Downtown Ottawa councillor welcomes safe injection site

An Ottawa councillor says he welcomes a safe injection site downtown – but only if there are similar services across the city.

On Monday, Rideau-Vanier Coun. Mathieu Fleury, and five other councillors on the board of health, will debate a staff report that recommends opening a supervised injection site in the city.

Given that the Sandy Hill Community Health Centre has already consulted on its plan to provide such a service, a safe injection site will likely go in his ward.

“I can support a model that is holistic, that makes sense, that supports a drug user in their community, and if that means they’re in my community, for sure,” said Fleury.

“But I don’t want drug users from across the city to come to our location.”

In the report, medical officer of health Dr. Isra Levy says safe injection sites are an “effective, well-researched and evidence-based treatment option that have a place in any comprehensive approach to working with people who inject drugs.”

Apart from introducing the service, he’s recommending the city expand on existing harm reduction programs and hold public consultations in the late summer and fall.

According to the report, the Ottawa Public Health (OPH) mobile van unit responded to more than 900 drug-related calls in Rideau-Vanier in 2015. That’s almost one-third of all calls.

But it’s not the only ward that has seen overdoes issues. OPH responded to a call in every ward at least once last year. Somerset and River wards each had over 400 visits.

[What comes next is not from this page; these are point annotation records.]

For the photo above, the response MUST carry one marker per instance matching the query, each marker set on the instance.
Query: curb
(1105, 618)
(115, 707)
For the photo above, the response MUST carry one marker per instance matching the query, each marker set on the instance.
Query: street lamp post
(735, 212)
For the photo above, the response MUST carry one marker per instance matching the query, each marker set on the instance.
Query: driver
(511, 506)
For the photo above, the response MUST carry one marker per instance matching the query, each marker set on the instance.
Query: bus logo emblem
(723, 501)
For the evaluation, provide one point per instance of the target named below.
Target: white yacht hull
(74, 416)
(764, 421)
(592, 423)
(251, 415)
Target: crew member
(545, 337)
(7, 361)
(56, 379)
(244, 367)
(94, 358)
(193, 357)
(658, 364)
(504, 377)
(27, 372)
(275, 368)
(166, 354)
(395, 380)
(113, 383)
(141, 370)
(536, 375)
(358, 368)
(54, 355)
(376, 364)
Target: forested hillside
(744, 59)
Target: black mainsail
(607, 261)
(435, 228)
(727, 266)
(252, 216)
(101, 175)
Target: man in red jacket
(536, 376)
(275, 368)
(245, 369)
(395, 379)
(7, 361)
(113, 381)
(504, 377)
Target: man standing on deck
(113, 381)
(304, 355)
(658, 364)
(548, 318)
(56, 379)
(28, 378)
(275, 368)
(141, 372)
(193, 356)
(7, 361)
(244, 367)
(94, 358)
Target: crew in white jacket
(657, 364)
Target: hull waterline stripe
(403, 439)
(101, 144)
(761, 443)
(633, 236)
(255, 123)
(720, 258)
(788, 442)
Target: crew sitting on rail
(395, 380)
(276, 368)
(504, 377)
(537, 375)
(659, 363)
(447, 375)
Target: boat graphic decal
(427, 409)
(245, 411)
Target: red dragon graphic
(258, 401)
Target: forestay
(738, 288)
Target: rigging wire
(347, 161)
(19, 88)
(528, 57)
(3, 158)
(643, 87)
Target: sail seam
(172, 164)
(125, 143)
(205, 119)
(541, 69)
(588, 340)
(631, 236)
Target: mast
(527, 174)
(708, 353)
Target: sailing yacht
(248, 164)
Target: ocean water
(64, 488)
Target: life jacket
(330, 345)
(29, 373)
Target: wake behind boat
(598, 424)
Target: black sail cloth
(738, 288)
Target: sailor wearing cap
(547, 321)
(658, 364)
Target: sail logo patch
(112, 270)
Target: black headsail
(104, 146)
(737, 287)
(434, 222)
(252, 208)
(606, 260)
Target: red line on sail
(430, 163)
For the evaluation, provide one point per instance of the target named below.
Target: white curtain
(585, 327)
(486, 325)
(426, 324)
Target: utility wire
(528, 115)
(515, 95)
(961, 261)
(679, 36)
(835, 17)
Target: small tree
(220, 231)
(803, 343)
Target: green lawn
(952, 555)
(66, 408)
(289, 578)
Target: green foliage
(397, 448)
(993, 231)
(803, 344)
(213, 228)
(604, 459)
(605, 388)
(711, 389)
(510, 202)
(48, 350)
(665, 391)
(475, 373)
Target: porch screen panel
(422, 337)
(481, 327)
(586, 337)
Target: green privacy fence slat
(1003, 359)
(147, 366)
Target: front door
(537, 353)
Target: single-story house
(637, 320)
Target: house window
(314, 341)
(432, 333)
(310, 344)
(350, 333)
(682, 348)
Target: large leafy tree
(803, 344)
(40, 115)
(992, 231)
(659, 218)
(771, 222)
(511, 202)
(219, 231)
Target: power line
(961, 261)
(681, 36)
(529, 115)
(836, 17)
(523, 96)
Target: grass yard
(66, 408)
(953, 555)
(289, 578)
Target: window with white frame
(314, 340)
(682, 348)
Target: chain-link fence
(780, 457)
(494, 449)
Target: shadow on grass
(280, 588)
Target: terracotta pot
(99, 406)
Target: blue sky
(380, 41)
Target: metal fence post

Mayor Jim Watson has long maintained that he would rather see the focus on addiction treatment, rather than introducing a safe injection site in Ottawa.

Ottawa Police Chief Charles Bordeleau has also expressed opposition to the model and said he has yet to be presented with a plan that would address public safety concerns about introducing such a site to the neighbourhood.

Vancouver was the first North American city to open a government-approved supervised injection site in 2003. Vancouver Coastal Health recently announced a plan to open five more.

Meanwhile, the Toronto and Ottawa Supervised Consumption Assessment study recommends two safe injection sites in the city.

Ottawa’s drug use breakdown, according to the report:

  • 70 per cent of people who inject drugs have hepatitis C, compared to 0.35 per cent of the general population.
  • 10 per cent of injection drug users are HIV positive, compared to 0.71 per cent of the general population.
  • According to the 2014 Harm Reduction Needs Assessment, 25 per cent of surveyed injection drug users said they always or usually injected in a public space in the previous six months.
  • 74 per cent of the 215 people surveyed said they would use a safe injection site in Ottawa.
  • According to a Forum Research poll, 54 per cent of Ottawa residents are in favour of a supervised injection site, while 37 per cent are against the idea.
  • In 2014, 13.9 per cent of people who injected drugs said they used a previously-used syringe.
  • 71,000 people in Ottawa have an opioid prescription.
  • Not including cannabis, anywhere from 23,600 to 46,900 people in Ottawa use illicit drugs or opioids for non-medical purposes.